A arte de Daniel Senise tem a leitura de Geciane Porto, artista e professora titular da Faculdade de Economia, Administração e Contabilidade de Ribeirão Preto da USP, que aprecia e acompanha a trajetória do pintor. Ficou surpresa com o espaço da mostra privilegiada pela luz e pelo diálogo que estabelece com outros espaços do MAC: “Os trabalhos de Senise nos transportam para outros lugares, com suas obras de grandes dimensões, com nuances muito sutis de sua paleta de cores, que passam pelo branco, sépia, marrom… Associado ao processo de monotipias das paredes e pisos, o artista constrói um universo muito particular. Se passarmos desatentos, perdemos a imensidão de detalhes dos lugares criados”. 

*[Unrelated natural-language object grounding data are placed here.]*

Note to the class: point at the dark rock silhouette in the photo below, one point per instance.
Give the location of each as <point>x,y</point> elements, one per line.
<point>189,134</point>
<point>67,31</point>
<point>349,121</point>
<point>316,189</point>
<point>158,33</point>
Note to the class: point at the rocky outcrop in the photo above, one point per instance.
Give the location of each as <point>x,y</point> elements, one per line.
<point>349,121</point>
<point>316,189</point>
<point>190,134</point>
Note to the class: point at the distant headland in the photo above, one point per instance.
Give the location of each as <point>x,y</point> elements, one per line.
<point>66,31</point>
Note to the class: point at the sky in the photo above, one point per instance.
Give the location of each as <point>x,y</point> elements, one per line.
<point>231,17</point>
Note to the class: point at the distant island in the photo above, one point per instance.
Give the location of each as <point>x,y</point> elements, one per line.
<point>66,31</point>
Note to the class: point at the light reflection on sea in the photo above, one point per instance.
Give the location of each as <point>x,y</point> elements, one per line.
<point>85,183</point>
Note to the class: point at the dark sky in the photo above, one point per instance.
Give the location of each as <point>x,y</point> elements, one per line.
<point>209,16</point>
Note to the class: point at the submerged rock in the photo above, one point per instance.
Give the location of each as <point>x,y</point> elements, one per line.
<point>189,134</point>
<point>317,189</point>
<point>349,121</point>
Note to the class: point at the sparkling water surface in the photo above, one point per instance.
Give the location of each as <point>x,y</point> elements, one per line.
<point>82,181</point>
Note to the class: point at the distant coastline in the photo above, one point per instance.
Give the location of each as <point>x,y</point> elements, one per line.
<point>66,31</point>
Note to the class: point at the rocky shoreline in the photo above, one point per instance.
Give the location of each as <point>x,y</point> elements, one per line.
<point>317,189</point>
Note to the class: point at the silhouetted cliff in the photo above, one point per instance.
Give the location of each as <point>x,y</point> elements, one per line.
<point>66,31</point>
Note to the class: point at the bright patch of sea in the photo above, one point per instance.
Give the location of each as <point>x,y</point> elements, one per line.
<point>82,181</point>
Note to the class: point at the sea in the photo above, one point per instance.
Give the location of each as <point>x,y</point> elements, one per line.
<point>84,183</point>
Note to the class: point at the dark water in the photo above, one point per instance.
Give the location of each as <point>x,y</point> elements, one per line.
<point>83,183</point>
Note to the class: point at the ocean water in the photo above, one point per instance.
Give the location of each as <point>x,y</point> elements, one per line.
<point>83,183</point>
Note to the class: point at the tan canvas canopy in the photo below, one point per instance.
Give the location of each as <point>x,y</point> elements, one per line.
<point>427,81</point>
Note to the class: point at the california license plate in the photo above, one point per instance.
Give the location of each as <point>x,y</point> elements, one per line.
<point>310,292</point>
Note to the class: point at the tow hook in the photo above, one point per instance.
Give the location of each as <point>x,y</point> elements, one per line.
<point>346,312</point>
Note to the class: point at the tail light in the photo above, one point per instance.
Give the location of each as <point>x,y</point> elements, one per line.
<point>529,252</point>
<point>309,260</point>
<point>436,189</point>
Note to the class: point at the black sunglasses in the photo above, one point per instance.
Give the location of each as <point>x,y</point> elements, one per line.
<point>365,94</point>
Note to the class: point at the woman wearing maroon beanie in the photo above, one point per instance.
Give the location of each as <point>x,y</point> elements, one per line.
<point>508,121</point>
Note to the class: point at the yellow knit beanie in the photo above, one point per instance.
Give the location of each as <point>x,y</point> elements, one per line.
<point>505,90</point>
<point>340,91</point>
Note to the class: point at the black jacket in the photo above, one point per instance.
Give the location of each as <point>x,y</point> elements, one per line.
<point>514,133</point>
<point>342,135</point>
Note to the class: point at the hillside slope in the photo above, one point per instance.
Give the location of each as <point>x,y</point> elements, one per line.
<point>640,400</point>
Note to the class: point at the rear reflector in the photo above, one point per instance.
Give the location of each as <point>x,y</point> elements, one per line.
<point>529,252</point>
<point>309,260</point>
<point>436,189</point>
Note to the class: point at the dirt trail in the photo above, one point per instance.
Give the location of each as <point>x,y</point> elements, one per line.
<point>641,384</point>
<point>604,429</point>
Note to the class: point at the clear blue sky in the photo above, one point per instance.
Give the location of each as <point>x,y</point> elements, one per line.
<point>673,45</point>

Geciane Porto, artista e professora, visita a exposição - Foto: MAC/Divulgação

 Reino VI (díptico), 2011, meio acrílico e resíduos sobre tecido – Foto: MAC/Divulgação

“A obra O Sol Me Ensinou Que a História Não É Tão Importante, de 2010, é arrebatadora em todos os sentidos, pela sua dimensão, que torna o visitante pequenos componentes da própria obra, como a natureza do material que utilizou, ou seja, papel reciclado de publicações de instituições de arte. Visitar a exposição de Senise é um mergulho reflexivo em um ambiente que nos aponta que a pressa, a urgência do cotidiano, nos faz perder a sutileza da existência”, conclui Geciane.

A exposição Biógrafo: Daniel Senise fica em cartaz até 10 de março de 2024, de terça-feira a domingo, das 10 às 21 horas, no Museu de Arte Contemporânea (MAC) da USP (Avenida Pedro Álvares Cabral, 1.301, Ibirapuera, São Paulo). Entrada grátis.